The director of information of France Télévisions, Laurent Guimier, on France 2 in Paris on November 30, 2021 JULIEN DE ROSA AFP / Archives
Like the magazines L'Express or Le Point, Le Monde devoted an editorial to the case on Tuesday.
He points out the danger that these threats pose to "freedom of expression and information".
"On Islam as on any other religion, these freedoms are only limited by criminal laws which punish insult, defamation, incitement to hatred or discrimination", according to the daily.
"I want, on behalf of the whole government, to send our full and complete support" to Ophelie Meunier, reacted for her part the Minister Delegate for Citizenship, Marlène Schiappa, Tuesday and Wednesday, in the National Assembly then in the Senate.
Marlène Schiappa, Minister Delegate for Citizenship in charge of secular issues, April 20, 2021 in Paris Bertrand GUAY POOL / AFP / Archives
At the same time, a debate within the debate has emerged.
In a multi-part investigation, Judgment on images questioned "the methods" of the authors of the report.
The site cites "misleading emails and messages" sent by the "Forbidden Zone" team asking Muslims to participate in the filming.

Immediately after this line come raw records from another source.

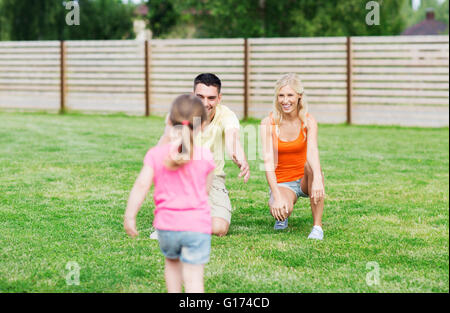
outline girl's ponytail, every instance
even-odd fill
[[[195,117],[200,123],[194,125]],[[192,160],[194,149],[194,127],[199,127],[206,121],[206,111],[201,100],[194,95],[181,95],[172,103],[169,119],[179,137],[179,144],[175,153],[169,156],[169,165],[172,168],[180,167]],[[180,129],[181,128],[181,129]]]

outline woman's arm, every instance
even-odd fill
[[[320,167],[319,147],[317,144],[318,126],[315,118],[308,114],[308,150],[306,152],[306,160],[313,171],[313,182],[310,191],[311,198],[317,203],[325,196],[325,189],[322,180],[322,170]]]
[[[135,237],[139,234],[136,230],[136,216],[141,209],[145,196],[150,190],[152,181],[153,169],[148,165],[144,165],[134,183],[133,188],[131,189],[124,216],[123,226],[127,234],[131,237]]]
[[[277,184],[277,177],[275,175],[275,160],[273,153],[272,142],[272,127],[269,122],[269,118],[266,117],[261,121],[260,136],[262,143],[262,154],[264,160],[264,169],[266,174],[267,183],[272,191],[273,202],[270,207],[271,214],[278,220],[284,220],[288,212],[288,204],[282,202],[280,189]]]
[[[208,174],[208,177],[206,178],[206,190],[208,191],[208,195],[209,195],[209,191],[211,190],[213,179],[214,179],[214,171],[211,171]]]

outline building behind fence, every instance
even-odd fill
[[[322,123],[448,126],[448,36],[0,42],[0,108],[167,113],[202,72],[240,118],[295,72]]]

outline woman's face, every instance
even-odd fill
[[[291,88],[291,86],[286,85],[281,87],[277,95],[278,105],[283,113],[289,114],[297,111],[298,102],[300,100],[300,95]]]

According to these people, the show had contacted them for a subject on “secularism and living together”, and not radical Islam.
We must "defend Ophelie Meunier, without quibbling" for his part estimated the journalist Luc Le Vaillant, in a post published by Liberation.
"There can be no reservations about this full and complete adherence to freedom of information. (...) Which obviously does not prevent criticizing the theses or methods of these colleagues, if there is place. But that can only be second," he added.
"We are in denial of reality," Richard Malka, the lawyer for the production company Tony Comiti, who produced the report for "Forbidden Zone", told AFP.
"Nobody disputes, I believe, that there were these faceless dolls in the stores (...), that there were these schools where the little girls are veiled", continued Mr. Malka, by elsewhere a longtime lawyer for Charlie Hebdo.